How do the different settings in Beauty and the Beast help the girl come to terms with living with the beast by the end of the story?
We remember many memorable things about Beauty and the Beast: a rose, wolves, a singing teapot, and of course a beast. One of the things we may not remember is that though Belle is now living in a little home in her French village, she is the daughter of a rich merchant and once lived in a mansion. Unlike her sisters who desire expensive gifts when they can get them, Belle is moved by love, not riches riches (which is why she is unmoved, even repulsed, by Gaston's sexist and presumptuous behavior). This entire village setting, then, prepares her for accepting, and eventually loving someone based on things other than outward beauty or money.
Even though Belle is a prisoner in the Beast's castle, she soon feels comfortable there, though of course getting comfortable with the Beast takes longer. When she arrives, she is placed in the tower as a prisoner until the Beast comes to see her:
Beast: I'll show you to your room.
Belle: My room? But I thought...
Beast: Do you wanna stay in the tower?
Beast: Then follow me.
The tower is one place she is happy to leave and is thankful to the Beast for allowing her to have free reign (except for the west wing) of his home. To that extent, then, the tower is a place which ultimately makes Belle think more kindly about her captor.
She is taken to a lovely bedroom of her own, another lwonderful and unexpected surprise for the girl. This must surely make the Beast just a little less "beastly" in her eyes.
Another setting which helps to soften Belle's feelings toward the Beast is the library. Back in the village, Belle had always been considered rather an oddball because she loved to read; here, she gets to read everything she wishes as often as she wishes. The extensive library, as well as permission to use it, surely makes the Beast look better in her eyes.
The dining room is a source of conflict between Belle and the Beast, of course, but it is a setting which Belle comes to love because of the delightful (though rather odd) friends she makes there. Each of the servants who have been transformed into inanimate objects are kind to her, even putting on quite a famous show for her on the first night she agrees to come to the dining room. Feeling like she has friends in the castle both serves to soften the sense that she is a prisoner and casts a more positive light in the Beast. How can he be so bad if these are the people with whom he has surrounded himself?

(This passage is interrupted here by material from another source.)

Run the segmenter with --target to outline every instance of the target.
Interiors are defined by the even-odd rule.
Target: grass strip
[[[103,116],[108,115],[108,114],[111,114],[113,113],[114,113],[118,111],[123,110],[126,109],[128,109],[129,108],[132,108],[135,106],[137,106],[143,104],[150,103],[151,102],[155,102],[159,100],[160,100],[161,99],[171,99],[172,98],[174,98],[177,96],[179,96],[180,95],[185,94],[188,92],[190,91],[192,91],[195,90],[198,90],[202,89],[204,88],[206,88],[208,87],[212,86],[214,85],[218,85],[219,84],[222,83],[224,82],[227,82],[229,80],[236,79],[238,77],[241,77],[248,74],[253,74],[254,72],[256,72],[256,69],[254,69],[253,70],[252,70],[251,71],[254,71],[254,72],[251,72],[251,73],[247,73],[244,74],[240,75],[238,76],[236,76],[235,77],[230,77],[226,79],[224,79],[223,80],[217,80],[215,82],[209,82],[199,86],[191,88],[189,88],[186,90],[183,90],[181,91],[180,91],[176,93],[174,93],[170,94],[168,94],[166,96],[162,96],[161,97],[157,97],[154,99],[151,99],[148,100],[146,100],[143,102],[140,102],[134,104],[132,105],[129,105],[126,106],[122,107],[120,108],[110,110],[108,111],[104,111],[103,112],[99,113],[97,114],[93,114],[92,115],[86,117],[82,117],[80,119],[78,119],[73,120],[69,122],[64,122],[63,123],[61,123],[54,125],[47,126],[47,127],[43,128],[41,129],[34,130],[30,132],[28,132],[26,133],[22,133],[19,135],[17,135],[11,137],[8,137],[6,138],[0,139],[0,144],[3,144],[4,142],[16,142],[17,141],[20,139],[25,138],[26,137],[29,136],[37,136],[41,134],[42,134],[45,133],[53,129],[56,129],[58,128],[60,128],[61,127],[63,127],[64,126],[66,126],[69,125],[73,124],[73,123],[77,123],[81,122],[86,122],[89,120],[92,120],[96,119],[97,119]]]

The forbidden and gloomy west wing does not seem to be the kind of place which would help Belle feel more kindly toward the Beast; however, the demonstrations of violence she both sees (slashed portrait) and experiences (his terrible display of temper when he discovers her there) reveal to her how unhappy he is. He is not just a beast in appearance but is suffering from his condition as a beast.
The transformation in Belle's feelings for the Beast are revealed in another significant setting in the story. The balcony is the place where the Beast finally decides to fight for his life against the enraged Gaston, and it is the place where he nearly loses his life. Most importantly, Belle looks into his eyes in this moment of near-devastation and loss and discovers that her feelings toward the Beast have changed from friendship to love.
The final memorable setting in the story is the ballroom, the place where the love between Belle and her "beast" is fully revealed to everyone. This room does not change Belle's feelings, but it does reveal them.